Large-cap stocks, as well as ETFs holding such stocks, are usually assumed to be liquid investments which means that you can convert your holdings into cash relatively quickly and without major market impact.
Good indicators are the daily volume and 30-day average volume information which provide some understanding of the liquidity of the stock. This indicates that for the most recent trading day, there were about 1 million shares traded and the 30-day average stands around 1.2 million which means that on average there are more than 1 million shares traded per day in the market, thus making it a highly liquid investment.

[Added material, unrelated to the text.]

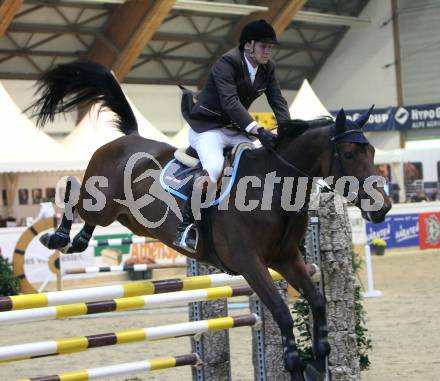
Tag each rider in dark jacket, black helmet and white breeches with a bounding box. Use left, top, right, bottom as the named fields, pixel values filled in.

Although the valuation risk is relatively low given the fact that HDV is an exchange-traded fund which means that the market demand and supply determines the price of the fund, there is still some risk of the market incorrectly reacting to certain stocks in the basket of the ETF based on some news related to earnings, dividends or interest rate changes which will negatively affect the valuation of the iShares Core High Dividend ETF.
iShares Core High Dividend ETF is a basket of high dividend-paying US stocks that are large-cap, well-established businesses with sound financial health and sustainable dividend payments. The HDV ETF is not meant for investors who look for short-term capital appreciations since the fund invests in large-cap value companies with a focus on dividend income.
As with any other investment, there are certain risks associated with iShares Core High Dividend ETF as well such as market risk and relatively smaller but still worth consideration of credit, liquidity, and valuation risks.
As usual, it is always recommended to perform a thorough analysis before investing to identify whether the investment is appropriate for you given your risk tolerance, capacity, and personal or professional circumstances as well as other factors such as ESG constraints.
Why did iShares Core High Dividend ETF perform better than the market index in 2023?
iShares Core High Dividend ETF invests mostly in large capitalization value stocks which are stable and large dividend-paying companies that are relatively less volatile in different market circumstances. In addition, the dividends received by investors helped the fund to perform better than the market since most of the investors should have been looking to allocate their money to stable income-generating stocks in the midst of the market turmoil.
What are the factors that can negatively impact the iShares Core High Dividend ETF performance?
There are a number of factors that can impact the price of the HDV which are mostly related to market risk factors with some lower risk of credit, liquidity, and valuation factors. If it comes to the main risk from the market standpoint those are the risk of underlying stock prices declining due to different economic or company-specific circumstances, dividends being cut from some of the companies, or interest rate hikes which might lower the valuation of the companies involved in the ETF and hence cause the reduction in the ETF value.